RVOD061 Cooking Terms and What They Mean

(1949, Educational/Short, b&w)


Mike Nelson, Bill Corbett and Kevin Murphy

Should a person who doesn't know what “boil” means even be allowed near an open flame?

Rating: ***1/2

In a Nutshell:

Margie doesn’t know how to cook. She should read a cookbook.


'Breathing' is something you should never stop doing while cooking.  You should also ensure that your heart continues beating.Brand-new wife Margie returns from her honeymoon, sends her husband off to work, and settles down to make him his favorite dinner: chocolate cake. But the cook book is so darn full of long, confusing words. Technical, erudite culinary jargon like “cream” confuses and terrifies her. When the recipe asks her to “cream the butter”, for instance, Margie’s tiny brain somehow interprets the operative word (cream) as a noun instead of a verb. Despite the lack of measurements pertaining to the use of said cream (the substance), she just pulls out a pitcher and dumps it in, diluting her batter beyond usability.
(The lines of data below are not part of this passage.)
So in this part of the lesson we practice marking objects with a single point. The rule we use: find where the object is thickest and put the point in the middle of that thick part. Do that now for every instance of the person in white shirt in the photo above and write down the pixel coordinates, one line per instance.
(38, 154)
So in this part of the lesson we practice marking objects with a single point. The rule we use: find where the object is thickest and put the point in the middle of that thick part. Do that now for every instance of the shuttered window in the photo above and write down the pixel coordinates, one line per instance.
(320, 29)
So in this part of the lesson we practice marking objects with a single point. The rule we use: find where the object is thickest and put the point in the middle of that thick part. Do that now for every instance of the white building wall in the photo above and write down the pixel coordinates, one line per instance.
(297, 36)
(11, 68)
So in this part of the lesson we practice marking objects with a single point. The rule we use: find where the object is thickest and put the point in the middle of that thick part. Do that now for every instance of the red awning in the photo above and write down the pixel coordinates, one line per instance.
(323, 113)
Frustrated by her confectionary failure, she slumps down in front of the cookbook to see if she can puzzle out where she went wrong.
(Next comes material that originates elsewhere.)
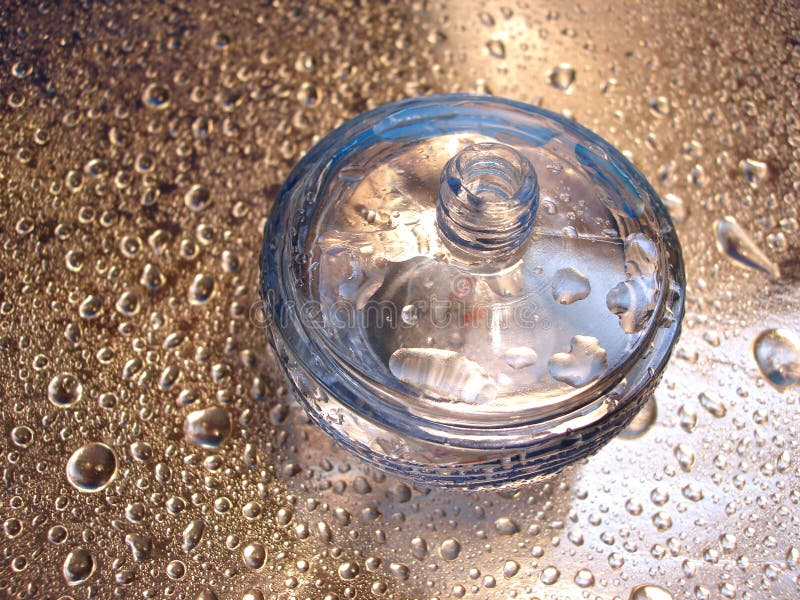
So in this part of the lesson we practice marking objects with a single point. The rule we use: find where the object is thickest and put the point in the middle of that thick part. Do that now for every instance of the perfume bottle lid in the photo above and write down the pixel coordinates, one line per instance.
(472, 272)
At this point, the narrator takes over to explain that cream (the verb) means to beat a fatty substance such as butter until creamy. An unnamed but far more competent housewife takes over to demonstrate the definition of many such fancy, high-falutin’ cooking terms, including “boil”, “stir” and “bake”. Finally, Margie gets to the back of the cookbook where she finds a handy glossary. Hurrah! Her cake is saved! The new cake she’s about to make after throwing the old one away, that is.


Baaaaaaa!It’s Margie’s first day of homemaking, and she doesn’t even know what “boil” means? Let’s consider the possibilities:

a) She was raised in unimaginable wealth and privilege, never having to lift a finger around the house or in a kitchen. Then she married a relatively poor (i.e. middle-class) man that daddy didn’t approve of, was disowned, and now has to learn to live as one of the unwashed masses.
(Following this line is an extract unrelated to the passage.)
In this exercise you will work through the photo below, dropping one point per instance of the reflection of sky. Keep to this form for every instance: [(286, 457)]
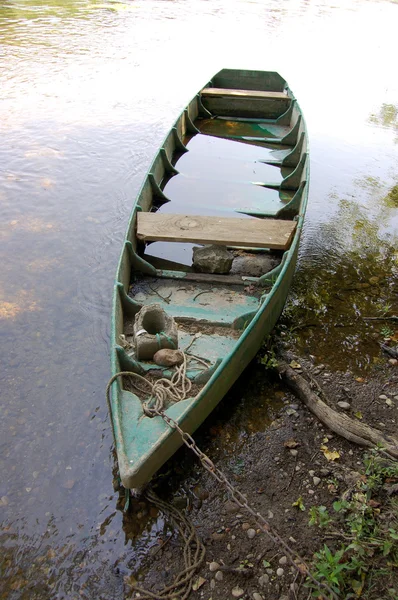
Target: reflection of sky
[(88, 93)]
b) She is a Stepford-esque sex droid invented by her “husband”, who programmed her with the ability to entertain him, but, being a man from the forties, thought that the ability to do housework was just sort of implied by the breasts. Or in her case, by the mechanical, breast-shaped protuberances.

c) She is relentlessly, hopelessly stupid.

Option "c" is most likely, I’ll grant you, but if it’s the one that applies, then all the cookbooks in the world won't be enough to save her. Educational videos probably won’t help much either. Keep in mind that Margie represents this short film’s target audience, though. So, either the filmmakers thought their remedial little cinematic cooking course cured congenital idiocy, or this one’s for all you disowned heiresses and inadequately programmed sex robots out there.

The riffers kick off the commentary by adding cooking terms of their own. Important kitchen jargon such as, “Where the Hell’s My Dinner, Woman?” (Bill) as well as “Fancy terms, such as Easy Cheese” (Mike). When the narrator explains how to boil water, Kevin clarifies, “Water is an odorless, tasteless substance.” Later he instructs the inexperienced cook, “Be careful that Hansel and Gretel don’t kick you into the oven.” In a brief overview of candy-making, the narrator goes over something he calls the “sheet test”, only he doesn’t pronounce it quite right, leading to a lot of “baa” noises in the background. The film’s stunningly remedial subject matter provides the opening, and the riffers exploit it to great effect. With the commentary it’s worth watching even for non-heiress/robots like me and (I assume) you.